Noah (Russell Crowe) lives with his wife Naameh (Jennifer Connelly) and sons Shem (Douglas Booth), Ham (Logan Lerman) and Japheth (Leo McHugh Carroll).
One night, Noah experiences a vision of a devastating flood. A visit to the mountainous lair of Noah’s grandfather Methuselah (Sir Anthony Hopkins) confirms the dire prediction and Noah accepts his task to build an ark capable of temporarily housing one pair of “all that creeps, all that crawls, all that slithers”.
He is aided by the three boys, adopted daughter Ila (Emma Watson) and an army of rock-encrusted fallen angels.

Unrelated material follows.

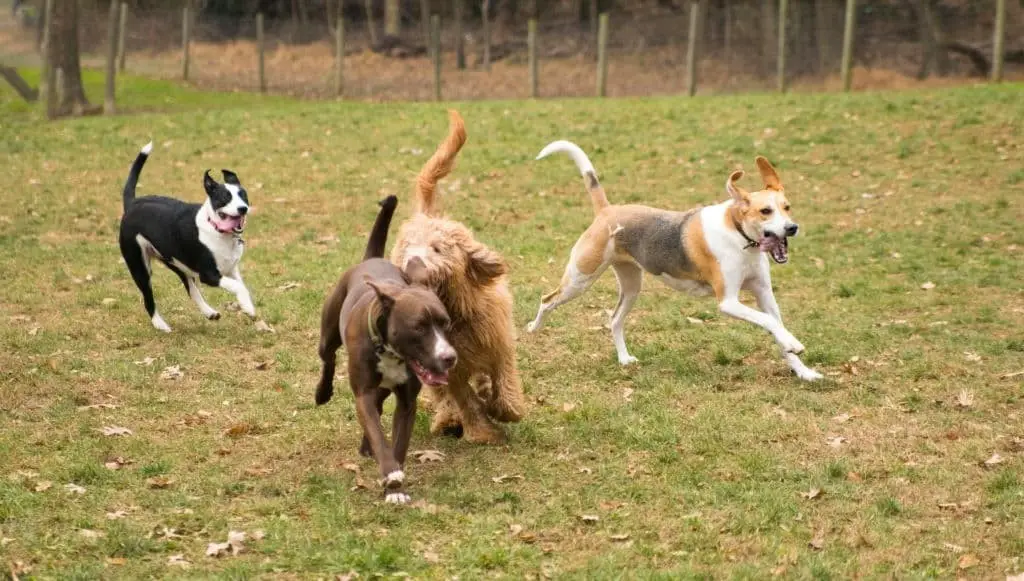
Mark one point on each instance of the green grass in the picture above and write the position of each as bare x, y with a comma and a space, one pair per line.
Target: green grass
699, 454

Tubal-cain (Ray Winstone), a bad apple from the other branch of the family tree, stumbles upon the ark and threatens to storm the vessel to escape the Creator’s wrath, instigating a fight to the death between the two men.
Noah is a fascinating yet flawed interpretation of six chapters of the book of Genesis. Director Darren Aronofsky and co-writer Ari Handel expand this lesson into a sprawling narrative about one man’s tireless quest to save innocent animals from the apocalypse.
This Noah is both a parable about self-sacrifice and a bombastic spectacle replete with computer-generated battle scenes that wouldn’t look out of place in Peter Jackson’s Middle Earth. Our Lord Of The Rings, if you will.
Crowe delivers a compelling central performance as a humble man, who accepts his own frailties. Aronofsky punctuates the title character’s emotional rollercoaster with bombastic action sequences that are as soulless as they are spectacular. When the pivotal deluge comes, it’s a tour-de-force of visual effects and swooping camerawork that is over in a matter of minutes.